Two-thirds of U.S. commuter railroads are likely to miss the Dec. 31 deadline to install positive train control, the Government Accountability Office said in a report released on Wednesday.

The GAO report said under the current law those transit agencies may not be eligible for a deadline extension, either.

Seven to 19 U.S. commuter railroads have not given their workers enough time to complete six milestones required by the Federal Railroad Administration to qualify for waivers for full positive train control operation.

That waiver allows a railroad that is required to have PTC in place by Dec. 31 to get an extension of up to Dec. 31, 2020. The six milestones are:

•Installing all necessary PTC system hardware.
•Acquiring all necessary radio spectrum.
•Completing the required employee training.
•Submitting to the FRA an alternate implementation schedule.
•Certifying that a railroad will comply with the law according to the alternative schedule.
•Operating a revenue service demonstration on at least one territory where PTC will be required.

The latter requirement is causing the biggest problems for commuter railroads, the GAO report said, because it can take one to three years from the beginning of field tests, during which trains are not relying on PTC systems, but are connected to the systems, to the start of revenue demonstrations.

Seven commuter railroads can’t begin testing until June, which leaves them at risk of failing to qualify for a waiver.

The report does not name the railroads that are likely to miss the PTC deadline.

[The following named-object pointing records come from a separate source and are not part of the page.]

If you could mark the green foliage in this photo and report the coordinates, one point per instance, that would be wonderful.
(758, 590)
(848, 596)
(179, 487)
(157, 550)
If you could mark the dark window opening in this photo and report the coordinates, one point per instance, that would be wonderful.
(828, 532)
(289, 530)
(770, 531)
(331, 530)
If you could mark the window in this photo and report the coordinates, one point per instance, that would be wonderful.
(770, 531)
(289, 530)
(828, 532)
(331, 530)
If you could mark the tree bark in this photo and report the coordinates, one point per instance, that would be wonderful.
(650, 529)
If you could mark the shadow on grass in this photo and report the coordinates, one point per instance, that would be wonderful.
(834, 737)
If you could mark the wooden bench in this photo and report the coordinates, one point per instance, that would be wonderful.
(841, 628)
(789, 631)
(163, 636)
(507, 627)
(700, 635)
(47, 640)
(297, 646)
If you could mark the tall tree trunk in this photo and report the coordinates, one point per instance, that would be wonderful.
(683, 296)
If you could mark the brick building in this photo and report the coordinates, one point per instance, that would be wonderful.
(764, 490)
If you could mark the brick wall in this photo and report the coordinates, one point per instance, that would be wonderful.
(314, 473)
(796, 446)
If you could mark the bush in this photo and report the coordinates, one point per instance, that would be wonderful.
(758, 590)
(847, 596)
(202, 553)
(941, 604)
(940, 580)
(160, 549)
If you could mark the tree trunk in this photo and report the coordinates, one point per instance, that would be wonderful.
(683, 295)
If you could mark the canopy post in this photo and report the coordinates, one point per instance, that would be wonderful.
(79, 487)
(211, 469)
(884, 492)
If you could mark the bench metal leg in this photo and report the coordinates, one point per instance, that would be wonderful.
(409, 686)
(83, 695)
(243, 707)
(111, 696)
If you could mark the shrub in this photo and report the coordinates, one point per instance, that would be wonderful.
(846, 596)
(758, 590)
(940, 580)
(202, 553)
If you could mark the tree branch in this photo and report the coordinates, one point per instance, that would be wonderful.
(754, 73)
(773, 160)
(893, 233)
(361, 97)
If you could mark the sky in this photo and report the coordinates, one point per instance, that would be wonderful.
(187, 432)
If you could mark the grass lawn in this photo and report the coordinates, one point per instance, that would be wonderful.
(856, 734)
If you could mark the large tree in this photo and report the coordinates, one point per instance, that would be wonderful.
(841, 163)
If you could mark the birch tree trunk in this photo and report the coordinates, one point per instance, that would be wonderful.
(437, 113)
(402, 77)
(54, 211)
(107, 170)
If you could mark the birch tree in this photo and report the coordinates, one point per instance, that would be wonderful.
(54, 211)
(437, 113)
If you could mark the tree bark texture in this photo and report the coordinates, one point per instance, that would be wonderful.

As for why the railroads are struggling to comply with the law, the GAO report cited a variety of factors, including a lack of expertise, scheduling difficulties, lack of coordination between host railroads (often Class I freight railroads) and commuter lines, as well as FRA’s capacity to handle the work load.

The GAO recommended that the FRA create a standard way to send information to railroads on deadline extension criteria and processes.

It also suggested that the FRA set up a priority system for how it will allocate personnel and resources to process an expected increase in paperwork that railroads submit, as well as assist those railroads that need technical assistance.

Thus far, the FRA has been releasing information in informal ways, including presentations at industry conferences and webinars, rather than through formal, published documents.

The GAO found that the FRA has only 12 staffers who have the skills needed to review the PTC paperwork submitted by the railroads.

An FRA spokesperson told Trains magazine that it plans to hold meeting with executives of all 41 railroads required to have PTC installed this year to assess their challenges and implementation plans.

Information gleaned from those meetings will be used to conduct oversight of railroads’ PTC activities.